The cold, damp stone of the cell bit into Dagur’s back, a familiar ache that had become as much a part of him as the air he breathed. His wrists and ankles were stretched taut, bound by thick, dark metal that gleamed faintly in the sparse light filtering from the corridor. He tested the chains with a grunt, the heavy links groaning in protest. Not just any iron. This was Gronckle iron. He knew that impossible strength, that peculiar dull sheen. He’d seen it on Fishlegs’ absurdly over-engineered sword once.
They’d made these, he guessed, after his first escape attempt. After he’d found a moment of frantic, desperate freedom and then, when they’d had him on the floor, while they were ‘persuading’ him with a heated poker… well. He’d seen an opening. Heard the snap. Touched the blood. And the hunter had screamed himself hoarse about his missing finger. Viggo learned. Viggo always learned.
But Dagur learned too. And one thing he’d learned was that a Berserker, even chained, was still a Berserker. And Berserkers were annoying.
He’d started subtly. A tuneless, off-key hum of an old Berserker war chant, just loud enough to be heard over the ship’s creaks and groans. Then it escalated to a rhythmic, maddening tap of his chained foot against the stone, a relentless cadence that burrowed into the skull.
“Is it breakfast yet?” he’d called out an hour ago, his voice echoing in the confined space. No answer. “How about dinner? Or perhaps second dinner? I hear you hunters have an affinity for… second dinner.”
He’d mimicked the heavy footfalls of the guards patrolling the corridor, a clumsy, exaggerated shuffle that made them clench their fists. He’d sighed dramatically, loud enough to sound like a dying Gronckle, every five minutes. He’d even attempted to recruit the resident rats into a ‘choir,’ offering them stale bread if they could hit a high note.

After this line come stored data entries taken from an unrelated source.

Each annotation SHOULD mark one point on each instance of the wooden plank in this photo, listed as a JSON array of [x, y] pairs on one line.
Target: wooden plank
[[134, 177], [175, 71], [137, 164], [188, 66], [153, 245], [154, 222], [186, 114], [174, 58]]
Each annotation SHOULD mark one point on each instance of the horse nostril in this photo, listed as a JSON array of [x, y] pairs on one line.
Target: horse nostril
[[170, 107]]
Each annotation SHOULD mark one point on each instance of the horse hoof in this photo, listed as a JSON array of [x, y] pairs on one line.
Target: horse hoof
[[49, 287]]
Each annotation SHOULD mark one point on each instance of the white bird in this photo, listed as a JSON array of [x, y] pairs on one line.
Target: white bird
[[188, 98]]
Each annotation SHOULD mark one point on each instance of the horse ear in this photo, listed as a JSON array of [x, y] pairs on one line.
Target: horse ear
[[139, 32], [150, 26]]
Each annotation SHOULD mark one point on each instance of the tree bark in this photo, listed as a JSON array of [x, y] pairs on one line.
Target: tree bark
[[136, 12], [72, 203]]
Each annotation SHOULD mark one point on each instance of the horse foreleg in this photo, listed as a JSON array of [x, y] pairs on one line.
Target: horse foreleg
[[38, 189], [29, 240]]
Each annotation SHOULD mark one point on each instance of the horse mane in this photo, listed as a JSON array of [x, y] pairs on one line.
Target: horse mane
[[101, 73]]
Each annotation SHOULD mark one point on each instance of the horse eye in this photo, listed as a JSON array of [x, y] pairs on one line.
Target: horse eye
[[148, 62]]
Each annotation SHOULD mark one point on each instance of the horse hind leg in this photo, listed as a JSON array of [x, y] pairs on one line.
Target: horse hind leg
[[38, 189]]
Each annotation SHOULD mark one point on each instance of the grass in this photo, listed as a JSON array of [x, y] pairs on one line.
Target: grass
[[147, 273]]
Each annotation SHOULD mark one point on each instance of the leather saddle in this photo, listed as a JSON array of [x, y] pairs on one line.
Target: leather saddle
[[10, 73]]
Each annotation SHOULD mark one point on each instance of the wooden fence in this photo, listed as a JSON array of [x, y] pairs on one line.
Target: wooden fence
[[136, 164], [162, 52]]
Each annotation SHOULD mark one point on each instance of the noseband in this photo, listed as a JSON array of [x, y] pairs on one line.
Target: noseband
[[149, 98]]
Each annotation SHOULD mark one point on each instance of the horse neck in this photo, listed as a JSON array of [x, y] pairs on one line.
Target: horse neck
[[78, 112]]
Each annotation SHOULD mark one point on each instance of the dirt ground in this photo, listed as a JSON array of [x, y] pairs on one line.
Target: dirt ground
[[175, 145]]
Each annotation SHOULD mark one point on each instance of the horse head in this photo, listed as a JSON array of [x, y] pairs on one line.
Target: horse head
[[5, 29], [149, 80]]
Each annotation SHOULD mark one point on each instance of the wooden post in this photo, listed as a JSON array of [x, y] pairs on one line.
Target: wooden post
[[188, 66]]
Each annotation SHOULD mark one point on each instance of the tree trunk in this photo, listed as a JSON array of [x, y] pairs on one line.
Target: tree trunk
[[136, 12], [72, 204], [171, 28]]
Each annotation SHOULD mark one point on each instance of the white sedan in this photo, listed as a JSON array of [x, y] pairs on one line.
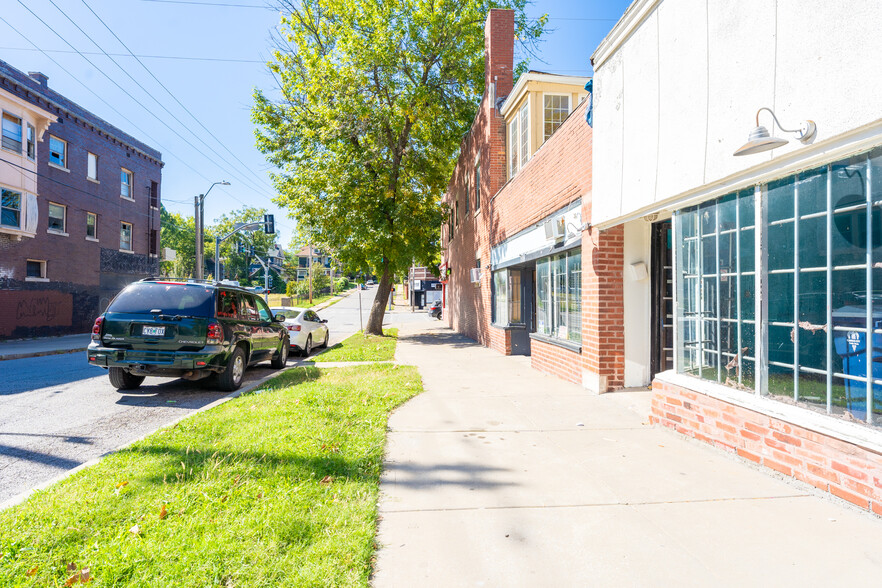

Outside the cell, the two guards pacing the corridor exchanged venomous glances. Gruk, the burly one with a scarred cheek, scrubbed a hand over his face. Joric, leaner and perpetually grim, clenched his jaw. They’d started their shift with bored indifference, but Dagur’s relentless campaign of auditory torment was working. The way they glared at him, then stubbornly tried to avoid looking in his direction, told him everything.
“Gods above, if he sings that fishwives’ dirge one more time…” Gruk muttered, his voice a low growl.
Joric grunted. “Just ignore him, Gruk. Viggo’s orders. He wants him… intact.”
“Intact? My head feels like a Gronckle just laid an egg in it! I say we just toss him. One splash, problem solved.” Gruk gestured vaguely towards the ship’s side.
Dagur, midway through a particularly jarring rendition of “Ode to the Terrible Terrors,” cut off abruptly. His ear twitched. This was new.
Joric’s voice was hushed, but clear in the sudden silence. “And face Viggo’s wrath? You know what he does to those who disobey. He’d feed us to the Scauldron, slow.”
“He wouldn’t know,” Gruk countered, a desperate edge to his tone. “A ‘storm’ could have swept him overboard. An ‘unforeseen accident’.”
“He’s too valuable,” Joric insisted, though his resolve seemed to be fraying. “Viggo wants to ‘break’ him. He thinks he can turn him.”
Gruk scoffed, a raw, bitter sound. “Break him? He’s already broken my last nerve! I’d pay good gold to watch him sink like a stone.”
A slow, predatory grin spread across Dagur’s face. He leaned back against the cold stone, the gronckle iron chains a familiar weight. The guards outside were still arguing in hushed but increasingly urgent tones, debating the finer points of insubordination and the likelihood of Viggo finding out.
“So,” Dagur’s voice cut through their desperate whispers, suddenly clear and strong, devoid of its earlier theatrical annoyance. “You’re telling me you boys are that desperate to get rid of C me? And Viggo worries about my loyalty? You lot couldn’t even follow a simple order if it meant a quiet night’s sleep!”
The guards froze, their argument dying in their throats. They turned slowly, their faces a mixture of fury and dawning horror that they’d been overheard. Dagur met their glares with a wide, triumphant smirk. He might be chained, he might be Viggo’s captive, but the Berserker inside him was far from broken. In fact, he was just getting started.